WHO said “uneven progress between and within countries” was to blame for the record numbers.
More than 82,000 people in Europe were infected with the measles in 2018, marking the highest number of cases reported in the region this decade, according to the World Health Organization (WHO).
The record numbers came despite the fact that more European children than ever before are being vaccinated against the highly-contagious infectious disease.
WHO said “uneven progress between and within countries” was to blame.
The disease, which is most common in young children, leads to symptoms including a high fever and white spots inside the mouth before developing into the "measles rash".
The most serious complications from severe measles include blindness, encephalitis (an infection that causes brain swelling), diarrhoea and dehydration, and severe respiratory infections, according to WHO.
The data released on Thursday shows that 82,596 people contracted the measles in 47 of 53 countries in the WHO-classified European Region between January and December last year.
Seventy-two children and adults died from the disease.
WHO said the historic annual figure was three times higher than that of 2017 and 15 times greater than the record low reported in 2016.
Ukraine recorded the highest number of measles cases in Europe in 2018, at 53,218.
France (2,913) and Italy (2,517) were also among the 10 most affected countries.

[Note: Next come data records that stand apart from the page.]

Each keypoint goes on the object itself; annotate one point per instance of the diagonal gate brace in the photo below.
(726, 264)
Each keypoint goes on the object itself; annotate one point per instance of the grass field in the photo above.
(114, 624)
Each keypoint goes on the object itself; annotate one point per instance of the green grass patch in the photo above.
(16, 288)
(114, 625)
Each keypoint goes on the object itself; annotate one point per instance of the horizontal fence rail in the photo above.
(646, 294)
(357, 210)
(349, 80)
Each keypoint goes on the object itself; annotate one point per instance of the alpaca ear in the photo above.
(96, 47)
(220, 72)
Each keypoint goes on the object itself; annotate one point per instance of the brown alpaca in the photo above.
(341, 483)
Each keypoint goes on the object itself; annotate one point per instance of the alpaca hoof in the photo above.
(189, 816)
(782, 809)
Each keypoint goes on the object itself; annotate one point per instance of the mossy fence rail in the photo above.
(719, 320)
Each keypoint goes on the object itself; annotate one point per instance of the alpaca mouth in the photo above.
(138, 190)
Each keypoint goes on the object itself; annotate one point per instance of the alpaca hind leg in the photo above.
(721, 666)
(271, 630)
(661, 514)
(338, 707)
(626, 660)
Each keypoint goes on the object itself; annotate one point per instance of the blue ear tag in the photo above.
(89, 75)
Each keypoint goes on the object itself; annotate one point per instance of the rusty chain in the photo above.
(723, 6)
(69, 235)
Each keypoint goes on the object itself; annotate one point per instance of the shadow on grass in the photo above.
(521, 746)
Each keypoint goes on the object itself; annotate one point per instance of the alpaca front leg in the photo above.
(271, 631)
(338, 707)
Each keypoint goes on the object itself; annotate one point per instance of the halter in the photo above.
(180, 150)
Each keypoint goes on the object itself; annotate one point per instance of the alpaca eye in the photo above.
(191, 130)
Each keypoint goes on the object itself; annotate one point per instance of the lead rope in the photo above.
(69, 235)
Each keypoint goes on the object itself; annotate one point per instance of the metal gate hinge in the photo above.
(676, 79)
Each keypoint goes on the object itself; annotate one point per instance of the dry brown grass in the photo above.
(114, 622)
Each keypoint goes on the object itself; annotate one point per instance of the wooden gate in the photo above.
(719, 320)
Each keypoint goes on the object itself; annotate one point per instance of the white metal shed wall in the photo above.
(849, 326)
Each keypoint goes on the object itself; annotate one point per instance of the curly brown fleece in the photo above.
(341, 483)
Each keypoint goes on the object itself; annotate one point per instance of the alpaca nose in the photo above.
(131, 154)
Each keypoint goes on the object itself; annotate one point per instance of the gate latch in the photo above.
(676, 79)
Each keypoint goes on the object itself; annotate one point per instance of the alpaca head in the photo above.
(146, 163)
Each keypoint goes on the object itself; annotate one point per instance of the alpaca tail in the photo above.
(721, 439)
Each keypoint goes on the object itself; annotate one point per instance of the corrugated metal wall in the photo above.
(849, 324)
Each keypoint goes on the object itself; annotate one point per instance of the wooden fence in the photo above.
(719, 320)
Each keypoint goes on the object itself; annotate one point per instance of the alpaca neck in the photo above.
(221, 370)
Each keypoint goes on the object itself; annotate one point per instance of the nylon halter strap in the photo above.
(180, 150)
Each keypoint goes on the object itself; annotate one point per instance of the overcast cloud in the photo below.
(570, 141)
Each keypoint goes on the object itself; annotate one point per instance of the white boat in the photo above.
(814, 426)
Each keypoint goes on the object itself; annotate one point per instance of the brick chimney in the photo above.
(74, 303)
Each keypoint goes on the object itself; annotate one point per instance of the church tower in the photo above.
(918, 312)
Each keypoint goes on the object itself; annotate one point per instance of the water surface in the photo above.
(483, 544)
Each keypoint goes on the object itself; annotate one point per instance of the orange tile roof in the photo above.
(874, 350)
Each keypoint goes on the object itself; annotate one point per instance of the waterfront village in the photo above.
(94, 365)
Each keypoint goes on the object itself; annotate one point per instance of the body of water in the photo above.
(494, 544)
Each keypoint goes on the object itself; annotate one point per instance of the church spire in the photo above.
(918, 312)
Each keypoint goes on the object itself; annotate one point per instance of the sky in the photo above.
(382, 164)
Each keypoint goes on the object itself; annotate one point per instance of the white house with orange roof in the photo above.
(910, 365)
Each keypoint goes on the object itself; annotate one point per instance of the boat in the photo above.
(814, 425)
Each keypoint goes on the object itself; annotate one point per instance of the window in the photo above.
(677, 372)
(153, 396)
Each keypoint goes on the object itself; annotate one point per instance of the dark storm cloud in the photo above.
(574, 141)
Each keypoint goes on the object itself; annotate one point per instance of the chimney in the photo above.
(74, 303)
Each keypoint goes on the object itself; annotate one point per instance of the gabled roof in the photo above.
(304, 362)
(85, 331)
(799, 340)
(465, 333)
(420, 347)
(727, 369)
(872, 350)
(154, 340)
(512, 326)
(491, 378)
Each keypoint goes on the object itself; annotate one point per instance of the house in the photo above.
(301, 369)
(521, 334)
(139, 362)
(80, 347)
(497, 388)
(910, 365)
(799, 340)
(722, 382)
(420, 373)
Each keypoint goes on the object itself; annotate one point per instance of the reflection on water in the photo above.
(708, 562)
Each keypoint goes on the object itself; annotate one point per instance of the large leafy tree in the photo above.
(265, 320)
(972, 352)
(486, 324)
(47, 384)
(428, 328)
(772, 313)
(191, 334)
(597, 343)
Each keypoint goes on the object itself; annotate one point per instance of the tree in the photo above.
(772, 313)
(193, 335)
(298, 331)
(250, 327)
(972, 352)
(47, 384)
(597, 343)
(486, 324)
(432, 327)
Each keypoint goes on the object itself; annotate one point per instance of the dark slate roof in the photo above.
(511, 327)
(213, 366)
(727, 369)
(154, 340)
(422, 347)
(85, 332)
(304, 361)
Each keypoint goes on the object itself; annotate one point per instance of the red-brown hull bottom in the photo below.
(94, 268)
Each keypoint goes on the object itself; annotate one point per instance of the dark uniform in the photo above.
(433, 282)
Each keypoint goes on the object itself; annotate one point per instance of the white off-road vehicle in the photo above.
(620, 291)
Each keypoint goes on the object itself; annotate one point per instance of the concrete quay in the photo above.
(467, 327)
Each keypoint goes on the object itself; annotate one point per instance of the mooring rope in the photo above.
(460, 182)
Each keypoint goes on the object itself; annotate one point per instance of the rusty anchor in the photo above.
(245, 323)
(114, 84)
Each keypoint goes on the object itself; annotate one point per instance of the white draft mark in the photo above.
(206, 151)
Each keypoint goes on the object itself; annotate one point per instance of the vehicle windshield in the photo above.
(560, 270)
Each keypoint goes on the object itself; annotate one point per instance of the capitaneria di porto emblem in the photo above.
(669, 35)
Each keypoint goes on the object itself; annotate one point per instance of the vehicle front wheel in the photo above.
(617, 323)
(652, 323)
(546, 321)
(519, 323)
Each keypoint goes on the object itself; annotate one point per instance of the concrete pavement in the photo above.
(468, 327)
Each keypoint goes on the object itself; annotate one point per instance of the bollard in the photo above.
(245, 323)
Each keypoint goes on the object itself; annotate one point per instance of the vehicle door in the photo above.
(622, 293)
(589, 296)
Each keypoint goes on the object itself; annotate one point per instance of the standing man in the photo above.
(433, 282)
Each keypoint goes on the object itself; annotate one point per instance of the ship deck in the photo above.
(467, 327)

“The picture for 2018 makes it clear that the current pace of progress in raising immunisation rates will be insufficient to stop measles circulation. This means that gaps at local level still offer an open door to the virus,” the WHO’s regional director for Europe, Zsuzsanna Jakab, said in a statement.
“We cannot achieve healthier populations globally, as promised in WHO’s vision for the coming five years, if we do not work locally. We must do more and do it better to protect each and every person from diseases that can be easily avoided.”
WHO urged European countries to “target their interventions to those places and groups where immunisation gaps persist".